Maybe this formulation is accurate?: If you creates something beyond your ability to understand it, then get ready to get pwned. "Staying in one's lane" in this sense might be 'safe' at least narrowly speaking (unless an entire industry is operating in a state of delusion, which is arguably the case now.)


offense has a clear reward function, but so does detection when you frame it right. "did this process try to read ~/.ssh/id_rsa?" is just as binary as "did the exploit land?" the reason defense feels harder is that people frame it as architecture review (fuzzy, subjective) instead of policy enforcement (binary, automatable). we keep trying to make AI understand intent when we should be writing rules about actions. a confused deputy from 1988 doesn't care why the request came in, it cares whether the caller is authorized. same principle applies here.

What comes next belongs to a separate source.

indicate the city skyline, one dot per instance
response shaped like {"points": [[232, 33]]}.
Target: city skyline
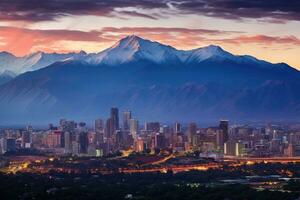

Thank god, finally someone said it.

I don't know the first thing about cybersecurity, but in my experience all these sandbox-break RCEs involve a step of highjacking the control flow.

There were attempts to prevent various flavors of this, but imo, as long as dynamic branches exist in some form, like dlsym(), function pointers, or vtables, we will not be rid of this class of exploit entirely.

The latter one is the most concerning, as this kind of dynamic branching is the bread and butter of OOP languages, I'm not even sure you could write a nontrivial C++ program without it. Maybe Rust would be a help here? Could one practically write a large Rust program without any sort of branch to dynamic addresses? Static linking, and compile time polymorphism only?


Everybody has been saying this for the last 15 years.

We're going to have to put all the bad code into a Wasm sandbox.